Não à toa, a assessora Rosana da Silva, integrante do grupo há 5 anos, sente como se cada carnaval fosse o primeiro.

“Cada ano que passa eu percebo que é o coletivo que nós todas deveríamos estar, é um aprendizado novo, a cada ano a gente se fortalece mais. Aqui é onde a gente aprende a descobrir a nossa ancestralidade e nossa religiosidade.”

Lia chegou a descer do carro montado especialmente para o seu translado, e no meio dos tambores e danças pôde cumprimentar e abençoar seus irmãos e irmãs, griots da cultura popular, ao som de músicas compostas pelas integrantes especialmente para ela.

Mesmo já sendo reconhecida como Patrimônio Vivo de Pernambuco, recebido homenagens como a medalha nacional da Ordem do Mérito Cultural, a rainha da ciranda, como é conhecida, disse ao Brasil de Fato estar “maravilhada e muito feliz” com a homenagem do Ilu Obá de Min.

O sentimento de Lia estava nos olhos e nos acenos ao público que gritava entusiasmado ao ter honra de ver um dos símbolos da identidade brasileira. A alegria ficou completa quando o cortejo desembarcou no Largo do Paissandú, centro de São Paulo, e ao redor da menina de 76 anos se fez uma grande ciranda.

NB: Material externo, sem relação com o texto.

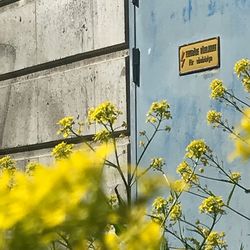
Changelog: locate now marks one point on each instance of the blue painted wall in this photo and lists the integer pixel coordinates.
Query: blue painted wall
(164, 25)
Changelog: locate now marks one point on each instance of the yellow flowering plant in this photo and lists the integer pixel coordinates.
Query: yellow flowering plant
(69, 208)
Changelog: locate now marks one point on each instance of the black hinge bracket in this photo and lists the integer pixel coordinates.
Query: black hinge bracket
(136, 3)
(136, 66)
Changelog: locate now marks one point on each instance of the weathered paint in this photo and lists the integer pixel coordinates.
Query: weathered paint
(164, 25)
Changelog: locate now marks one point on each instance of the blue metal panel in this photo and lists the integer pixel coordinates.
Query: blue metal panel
(164, 25)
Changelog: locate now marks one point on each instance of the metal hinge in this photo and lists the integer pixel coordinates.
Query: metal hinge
(136, 3)
(136, 66)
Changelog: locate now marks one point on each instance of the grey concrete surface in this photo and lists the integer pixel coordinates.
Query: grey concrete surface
(32, 105)
(39, 31)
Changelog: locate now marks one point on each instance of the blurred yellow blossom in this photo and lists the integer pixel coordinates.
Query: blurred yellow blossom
(214, 118)
(215, 240)
(212, 205)
(242, 143)
(7, 163)
(32, 166)
(235, 176)
(62, 150)
(157, 163)
(241, 67)
(102, 136)
(186, 172)
(217, 89)
(175, 212)
(196, 149)
(65, 126)
(160, 205)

Mesmo com algumas tentativas de assalto e violência do lado de fora do cordão, que durante o trajeto não foi acompanhado pela segurança pública, a mestra agradeceu imensamente o convite e entoou a ciranda tradicional que dá seu nome artístico, além da música:

“Essa ciranda não é minha só,
É de todos nós,
A melodia principal quem tira
É a primeira voz

Pra se dançar ciranda
Juntamos mão com mão
Fazendo uma roda
Cantando essa canção”

Em seu discurso Lia ainda pediu amor e o fim da violência, como as mãos dadas da ciranda representam. E assim como o Ilú Obá de Min, ela trouxe ao carnaval de São Paulo, a partir da reverência a da história, a representatividade da Rainha da Ciranda.